Back in February I posted about the fact that underfunded Public Defenders are a smokescreen for the real issue: underfunded prosecutors and courts cannot handle the number of crimes coming at them. A new report by Justice Policy Institute, System Overload: The Costs of Under-Resourcing Public Defense, continues the one-sided argument- although making some excellent points.
The latest report (continuing the BJS findings, as did I) notes the costs to “people” and “taxpayers” through pre-trial detention, and how hasty defense increases wrongful convictions. Yet it does not point out who benefits. Any analysis should be a “Cost-Benefit Analysis,” and factor into account those beneficiaries who care neither about people nor taxpayers. They care about their own bottom line, and their own power.
Those who enjoy and utilize statistics will find a wealth in the new JPI report, such as: 64% of wrongful rape convictions, exonerated from DNA evidence, are Black, although only 12% of America is Black. I love numbers, but a popular Movement will not be based on numbers. Simple facts, simple understandings, and a simple view of what the criminal justice system is actually doing will cause the creature to crumble.
Other than the obvious recommendation, to implement standards of representation as outlined by the American Bar Association, the report recommends to other vital pieces:
1. Public Defenders should engage in the policy debate. It is shameful that in a country where so many vital services are conducted through the state, those workers are generally forbidden to speak up or are living in fear for their jobs. This is a waste of insight and experience, provided they are capable of speaking openly.
2. Seek input from those who have been served by the Public Defender. To move our society in any productive way on criminal justice, the “Client” relationship must be seen as a “partnership.” Are we all in this together? Or are the poor communities being controlled by an upper-class colonial mentality? I have gotten more requests from my internet provider to see how they are doing than I have had from anyone in the criminal justice sphere over the past two decades.

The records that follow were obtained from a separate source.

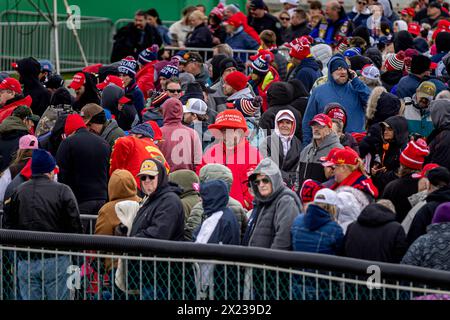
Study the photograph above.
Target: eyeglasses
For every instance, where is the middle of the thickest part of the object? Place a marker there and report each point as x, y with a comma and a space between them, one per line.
174, 90
263, 180
144, 178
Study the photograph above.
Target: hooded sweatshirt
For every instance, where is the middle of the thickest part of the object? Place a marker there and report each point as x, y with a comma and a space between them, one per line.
121, 187
271, 219
376, 236
181, 145
186, 179
353, 95
29, 69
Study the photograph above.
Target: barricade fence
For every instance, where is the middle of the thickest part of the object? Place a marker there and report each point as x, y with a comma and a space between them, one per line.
36, 265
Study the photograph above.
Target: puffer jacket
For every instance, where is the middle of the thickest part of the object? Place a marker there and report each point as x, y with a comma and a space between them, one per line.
317, 232
210, 172
272, 217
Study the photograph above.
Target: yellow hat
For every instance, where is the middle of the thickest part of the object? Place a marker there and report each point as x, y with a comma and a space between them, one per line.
148, 167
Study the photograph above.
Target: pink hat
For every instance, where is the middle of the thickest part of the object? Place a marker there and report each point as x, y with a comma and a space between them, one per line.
28, 142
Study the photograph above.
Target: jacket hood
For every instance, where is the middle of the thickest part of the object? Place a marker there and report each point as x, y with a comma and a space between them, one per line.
12, 123
440, 112
279, 94
440, 195
298, 89
316, 217
214, 196
121, 185
269, 168
400, 126
215, 171
381, 105
110, 98
375, 215
185, 179
172, 111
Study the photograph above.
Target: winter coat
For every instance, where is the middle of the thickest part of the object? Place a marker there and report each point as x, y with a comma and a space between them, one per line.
111, 132
215, 200
10, 105
130, 41
308, 71
272, 217
294, 32
200, 37
83, 160
278, 97
425, 214
129, 152
439, 139
376, 236
121, 187
208, 173
177, 137
398, 192
310, 166
29, 69
43, 205
190, 196
353, 96
316, 232
241, 160
161, 215
419, 119
11, 130
431, 250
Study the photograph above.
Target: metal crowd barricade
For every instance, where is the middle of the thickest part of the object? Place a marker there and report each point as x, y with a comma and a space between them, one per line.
66, 266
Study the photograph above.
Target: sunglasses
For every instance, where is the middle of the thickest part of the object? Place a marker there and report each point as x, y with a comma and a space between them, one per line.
144, 178
263, 180
174, 90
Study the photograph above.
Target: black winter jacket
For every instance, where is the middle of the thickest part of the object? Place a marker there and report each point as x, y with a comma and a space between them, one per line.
43, 205
83, 159
375, 236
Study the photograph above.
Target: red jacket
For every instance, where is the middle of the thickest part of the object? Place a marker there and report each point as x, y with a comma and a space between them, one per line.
145, 78
129, 152
242, 160
8, 109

This report still fails to pay even a passing reference to the problem of underfunded prosecutors. I don’t believe it is intentional, it is the product of an arms race. Funding must keep up with the other side, rather than funding must be reduced to the other side. In a down economy, nobody will accept sweeping increases for prosecutions… but nor will we see any massive increases to Public Defense.
By making the issue about public defense, one can argue about “coddling criminals” or “can we really afford this?” But if the argument were about whether the Attorney General and Courts should be 50% of the budget… what then?

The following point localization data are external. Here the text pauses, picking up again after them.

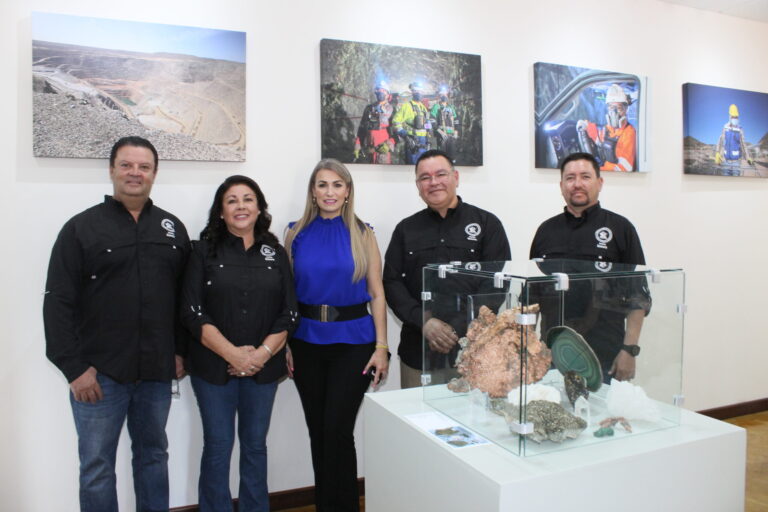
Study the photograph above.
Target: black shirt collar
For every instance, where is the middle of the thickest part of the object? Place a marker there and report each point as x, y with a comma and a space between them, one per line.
450, 211
592, 210
114, 203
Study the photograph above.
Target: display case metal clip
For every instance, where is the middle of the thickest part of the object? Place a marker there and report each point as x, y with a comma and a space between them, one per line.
521, 428
562, 284
525, 318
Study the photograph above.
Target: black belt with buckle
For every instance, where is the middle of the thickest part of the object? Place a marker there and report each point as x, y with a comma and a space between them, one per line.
326, 313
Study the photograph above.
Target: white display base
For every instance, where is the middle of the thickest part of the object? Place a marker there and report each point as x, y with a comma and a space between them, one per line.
699, 466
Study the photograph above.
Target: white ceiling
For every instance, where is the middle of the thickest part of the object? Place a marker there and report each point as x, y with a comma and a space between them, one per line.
756, 10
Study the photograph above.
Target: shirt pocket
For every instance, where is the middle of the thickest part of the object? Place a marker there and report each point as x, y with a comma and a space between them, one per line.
419, 252
163, 256
463, 250
105, 258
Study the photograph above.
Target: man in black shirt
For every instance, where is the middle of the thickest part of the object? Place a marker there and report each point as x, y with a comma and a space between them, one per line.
585, 231
448, 230
111, 327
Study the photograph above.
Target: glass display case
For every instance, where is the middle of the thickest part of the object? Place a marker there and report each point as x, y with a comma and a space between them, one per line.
546, 355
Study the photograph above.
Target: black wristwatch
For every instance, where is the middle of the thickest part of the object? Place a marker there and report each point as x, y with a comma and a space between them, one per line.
632, 349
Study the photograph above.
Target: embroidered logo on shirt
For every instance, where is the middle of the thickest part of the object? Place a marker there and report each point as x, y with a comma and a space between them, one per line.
472, 230
603, 266
603, 235
169, 227
268, 253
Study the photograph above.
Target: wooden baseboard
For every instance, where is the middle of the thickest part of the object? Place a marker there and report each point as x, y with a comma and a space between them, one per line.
731, 411
305, 496
281, 500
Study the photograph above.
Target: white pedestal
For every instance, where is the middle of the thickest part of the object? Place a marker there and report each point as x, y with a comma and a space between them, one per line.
698, 466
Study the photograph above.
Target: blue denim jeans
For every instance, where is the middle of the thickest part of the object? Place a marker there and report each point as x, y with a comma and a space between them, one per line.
146, 405
252, 403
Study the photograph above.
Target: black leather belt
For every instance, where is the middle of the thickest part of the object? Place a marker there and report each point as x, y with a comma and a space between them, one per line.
326, 313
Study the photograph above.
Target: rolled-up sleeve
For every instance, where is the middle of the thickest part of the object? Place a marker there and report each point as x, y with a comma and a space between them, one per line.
63, 291
192, 312
288, 318
399, 299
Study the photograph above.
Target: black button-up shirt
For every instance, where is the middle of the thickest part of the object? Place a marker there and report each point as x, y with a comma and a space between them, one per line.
598, 235
111, 293
466, 234
247, 295
596, 308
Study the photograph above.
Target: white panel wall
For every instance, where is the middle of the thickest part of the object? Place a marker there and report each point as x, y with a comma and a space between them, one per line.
711, 227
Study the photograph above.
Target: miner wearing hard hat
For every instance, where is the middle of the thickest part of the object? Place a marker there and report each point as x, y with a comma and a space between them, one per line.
616, 142
731, 148
411, 124
374, 143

Many of these overburdened public defenders are still “ready for trial” and awaiting on the state government to move. Appeals take years not because the prisoner cannot get his brief written in time- it is because of the Attorneys General and the courts. One can wait two years simply for a transcript to be typed. Months for a police report to be shared. Years for a DNA test to be conducted. Ultimately, this becomes a violation of constitutional rights. People can’t be forced to sit in prison for three years awaiting trial. People will need to be released, guilty or not, and if not for a large-scale reduction in the number of acts we consider “crimes,” the government will topple under its own weight.